Prototype begins with two stories. The first story comes from Mark 5 where Jesus heals the Gerasene demoniac who said his name was Legion. Martin observes that this fractured man who had been bound in chains and lived naked among the tombs did not frighten the Gerasenes.  Nor were they afraid when their pigs rushed over a cliff. The frightening thing for them was seeing this man fully clothed and his  right mind (Mark 5:15). Martin observes:

In a world where self-destructive behavior has become commonplace, the most frightening scenario may not be a global apocalypse. Perhaps the most startling thing to see is someone whom we have come to expect to be as fragmented, fractured and self-destructive as we are, transformed into the epitome of sanity, peace, and purpose (5).

The second story which frames this book is a story about Martin himself. He talks about how as a fearful and anxious child (raised on Pentecostal apocalyptic literature and movies),  he experienced freedom from his anxiety during the countless hours he rode his blue-and-silver Schwinn bike around his cul-de-sac. While riding he made up stories, talked to himself and felt free. As an adult, Martin was praying with one of his friends who pictured  the boy Martin riding his bike, talking to himself, making up stories and alive with freedom and creativity. Martin had not told his friend about his childhood bike riding, but six months later when Martin was on a bike the image arrested him and he felt the intensity of God’s overwhelming love for him in the same way he experienced that freedom and life as a child.
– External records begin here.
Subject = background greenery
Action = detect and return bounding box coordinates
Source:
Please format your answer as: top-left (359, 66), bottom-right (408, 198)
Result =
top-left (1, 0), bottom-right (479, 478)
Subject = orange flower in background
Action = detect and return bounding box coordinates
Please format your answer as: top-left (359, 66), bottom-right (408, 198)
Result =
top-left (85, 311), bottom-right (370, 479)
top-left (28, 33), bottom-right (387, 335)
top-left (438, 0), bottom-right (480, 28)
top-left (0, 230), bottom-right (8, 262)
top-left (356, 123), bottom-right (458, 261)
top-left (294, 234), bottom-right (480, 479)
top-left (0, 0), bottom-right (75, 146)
In the pages that follow Martin unfolds our true identity in Christ–our belovedness. He talks about how God shows us who we are in the obscurity of the wilderness and  how God’s love can pour through our wounds and bring healing to others.  He talks about the nature of doubt and faith (using Thomas’s hopeful doubting from John 20). And he paints a picture of community in all its wonderful, aggravating glory. He weaves together Biblical reflections with personal anecdotes and stories of those in his church.

I loved this book. Martin comes from a Pentecostal heritage and his reflections are amenable for Charismatic Christians.  However this is a little more substantive than books you will find in the Charismatic section of your Family Christian Bookstore. Martin is a graduate from Duke Divinity and his book is peppered with references to Stanley Hauerwas, Herbert McCabe, Henri Nouwen, Frederick Buechner and Eugene Peterson. Yes, Martin reads my favorite authors [note: I haven’t actually read anything from Herbert McCabe: he is my favorite author I haven’t read].  But the theological depth he brings to his prose is unobtrusive because mostly Martin is just a  good storyteller. You find yourself drawn-in by his humour and grace.  So this is a great read which will challenge you and help you discover your identity and calling in Christ.  I was personally encouraged by Martin’s chapter on “Obscurity” which is where I feel like I’m living right now.

On the ministry side:  I liked what I learned about his church and their vision for ministry and will likely look for more from Martin and Renovatus.  His great hair still makes me suspicious. I give this book 4.5 stars!

Thank you to Tyndale Momentum for providing me a copy of this book in exchange for this honest review.